The following images shows the difference between behavioural modelling and architectural synthesis.

Binding directly determines how many actual FUs are instantiated in the final design, which in turn determines the area cost. Thus, architectural synthesis has the largest impact of the cost of building a chip.

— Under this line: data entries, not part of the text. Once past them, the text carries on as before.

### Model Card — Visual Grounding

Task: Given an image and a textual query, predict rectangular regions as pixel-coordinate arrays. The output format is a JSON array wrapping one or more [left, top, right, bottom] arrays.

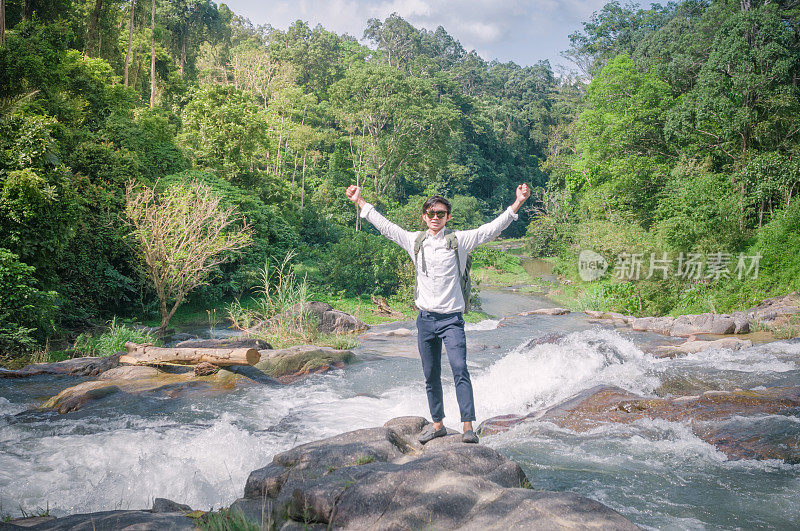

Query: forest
[[0, 0, 800, 360]]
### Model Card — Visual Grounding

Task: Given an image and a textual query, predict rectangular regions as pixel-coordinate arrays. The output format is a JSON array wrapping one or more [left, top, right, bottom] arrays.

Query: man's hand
[[345, 184, 367, 208], [511, 183, 531, 213]]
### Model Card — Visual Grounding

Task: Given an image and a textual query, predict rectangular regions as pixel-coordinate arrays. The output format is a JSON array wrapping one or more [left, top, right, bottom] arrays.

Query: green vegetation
[[0, 0, 800, 360], [73, 318, 159, 356], [528, 1, 800, 315], [195, 508, 260, 531]]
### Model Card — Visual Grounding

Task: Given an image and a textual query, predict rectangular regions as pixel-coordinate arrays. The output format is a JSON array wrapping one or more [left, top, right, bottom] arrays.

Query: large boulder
[[234, 417, 637, 529], [478, 385, 800, 463], [0, 510, 197, 531]]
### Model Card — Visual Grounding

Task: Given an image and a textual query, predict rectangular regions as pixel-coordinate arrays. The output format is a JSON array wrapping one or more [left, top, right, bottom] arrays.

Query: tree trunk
[[84, 0, 103, 57], [119, 341, 261, 367], [125, 0, 136, 87], [0, 0, 6, 46], [150, 0, 156, 109], [300, 150, 308, 210], [180, 28, 188, 78]]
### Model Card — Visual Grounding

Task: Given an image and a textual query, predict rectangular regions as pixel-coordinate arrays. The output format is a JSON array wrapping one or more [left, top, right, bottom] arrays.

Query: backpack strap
[[444, 229, 463, 280], [414, 230, 428, 274]]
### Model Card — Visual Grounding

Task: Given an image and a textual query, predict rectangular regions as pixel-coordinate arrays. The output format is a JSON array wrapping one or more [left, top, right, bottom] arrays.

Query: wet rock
[[150, 498, 192, 513], [654, 337, 753, 357], [479, 386, 800, 462], [175, 337, 272, 350], [7, 511, 195, 531], [254, 345, 355, 383], [194, 361, 219, 376], [745, 291, 800, 325], [517, 308, 569, 315], [358, 328, 414, 339], [669, 313, 736, 336], [41, 365, 257, 413], [0, 354, 119, 378], [273, 301, 369, 334], [169, 332, 200, 342], [241, 417, 637, 529]]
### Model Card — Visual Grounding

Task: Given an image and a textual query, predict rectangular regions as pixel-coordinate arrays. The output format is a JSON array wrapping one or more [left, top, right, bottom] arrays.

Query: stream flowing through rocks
[[0, 290, 800, 529]]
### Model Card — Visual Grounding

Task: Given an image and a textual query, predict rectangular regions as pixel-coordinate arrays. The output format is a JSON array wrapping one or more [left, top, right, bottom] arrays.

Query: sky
[[219, 0, 609, 70]]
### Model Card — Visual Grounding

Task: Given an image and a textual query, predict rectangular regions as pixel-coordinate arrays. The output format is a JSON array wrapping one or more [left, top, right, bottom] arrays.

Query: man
[[347, 184, 531, 444]]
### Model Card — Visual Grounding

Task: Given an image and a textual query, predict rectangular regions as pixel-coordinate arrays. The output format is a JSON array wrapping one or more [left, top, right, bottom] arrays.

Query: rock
[[478, 385, 800, 463], [745, 291, 800, 326], [150, 498, 192, 513], [254, 345, 355, 383], [6, 511, 195, 531], [358, 328, 414, 339], [41, 365, 261, 413], [655, 337, 753, 357], [0, 354, 119, 378], [669, 313, 736, 336], [170, 332, 200, 342], [241, 417, 637, 529], [517, 308, 569, 315], [273, 301, 369, 334], [175, 337, 272, 350], [194, 361, 219, 376], [98, 365, 163, 380]]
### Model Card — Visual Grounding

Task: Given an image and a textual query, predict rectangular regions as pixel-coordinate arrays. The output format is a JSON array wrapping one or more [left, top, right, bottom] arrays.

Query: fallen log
[[119, 342, 261, 367]]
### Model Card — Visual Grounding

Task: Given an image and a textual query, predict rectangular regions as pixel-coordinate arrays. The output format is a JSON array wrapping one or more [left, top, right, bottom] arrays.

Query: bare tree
[[125, 181, 252, 332]]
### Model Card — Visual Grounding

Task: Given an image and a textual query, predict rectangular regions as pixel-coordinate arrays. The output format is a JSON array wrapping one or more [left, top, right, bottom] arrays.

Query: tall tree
[[0, 0, 6, 46], [150, 0, 156, 109], [84, 0, 103, 57]]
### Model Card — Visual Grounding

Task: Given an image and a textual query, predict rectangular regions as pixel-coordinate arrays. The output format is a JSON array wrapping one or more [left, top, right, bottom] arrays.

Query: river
[[0, 291, 800, 529]]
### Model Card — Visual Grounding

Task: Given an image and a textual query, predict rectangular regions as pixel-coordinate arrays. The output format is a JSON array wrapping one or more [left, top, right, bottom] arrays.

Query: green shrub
[[0, 248, 56, 354], [747, 199, 800, 294], [74, 317, 157, 356], [320, 231, 409, 296]]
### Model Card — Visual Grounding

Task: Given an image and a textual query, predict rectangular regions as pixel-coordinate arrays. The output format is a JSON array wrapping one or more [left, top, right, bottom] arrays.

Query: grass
[[195, 508, 260, 531], [73, 317, 158, 356]]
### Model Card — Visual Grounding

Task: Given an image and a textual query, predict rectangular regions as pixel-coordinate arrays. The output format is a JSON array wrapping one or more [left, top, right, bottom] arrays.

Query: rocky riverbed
[[0, 292, 800, 528]]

For now, we should be able to use the hardware thinking to write RTL Code, let's recap on the necessary steps by looking through a very simple step!

Behavioral Modelling

Describes what the computation is, but not when or where it happens. This is what we have seen in Behavioral Modelling. For example, we want to calculate the following formula,

Z=(A+B)\times(C+D)\times E

Build a macroscopic model

Now, we start the Architectural Synthesis, where we first decide what kinds of resources will be in the datapath (e.g., 2 adders, 1 multiplier, 1 register file). Still no cycle-by-cycle schedule, just “these are the building blocks.” And this is the high-level datapath architecture.

Scheduling

This is done manually by deciding when each operation executes — e.g., in which clock cycle. For example, we want

Cycle 1: compute A+B
Cycle 2: compute C+D
Cycle 3: multiply results → (A+B)∗(C+D)
Cycle 4: multiply with E

Attention

Doing scheduling here is equivalent as solving a $NP$ hard problem.
Without scheduling, RTL can’t be written, because RTL requires explicit registers and clocked behavior.

Binding

This is still done manually. Once we know when things happen, we decide where they happen — e.g., which hardware resource executes each operation. For example,

Cycle 1: (A+B) → Adder #1
Cycle 2: (C+D) → Adder #1 again (reused)
Cycle 3: sum1 * sum2 → Multiplier #1
Cycle 4: prod * E → Multiplier #1 again

Attention

Similar to scheduling, binding is also equivalent as solving a $NP$ hard problem.
Binding decides the resource allocation vs reuse tradeoff (performance vs area).

RTL Coding

The final step is to write the RTL Code, which is also the last step of Architectural Synthesis. Once scheduling + binding are decided, the RTL code can be written, cycle-accurate. For example,

reg [31:0] sum1, sum2, prod, Z;
always @(posedge clk) begin
    sum1 <= A + B;        // cycle 1
    sum2 <= C + D;        // cycle 2 (same adder reused)
    prod <= sum1 * sum2;  // cycle 3
    Z    <= prod * E;     // cycle 4 (same multiplier reused)
end

These 5 steps are important and usually people will ignore the macroscopic block part, which is to think hardware. This will be dangerous. As macroscopic block will be useful when we check our sysnthesis report to see whether the hardware after sysnthesis is the same as what we want to build.

Logical Synthesis

Workflow

As shown in the diagram below, the logic synthesis will take in three things (HDL Code, Constraints, and Technology Library) and output one thing (mapped schematic)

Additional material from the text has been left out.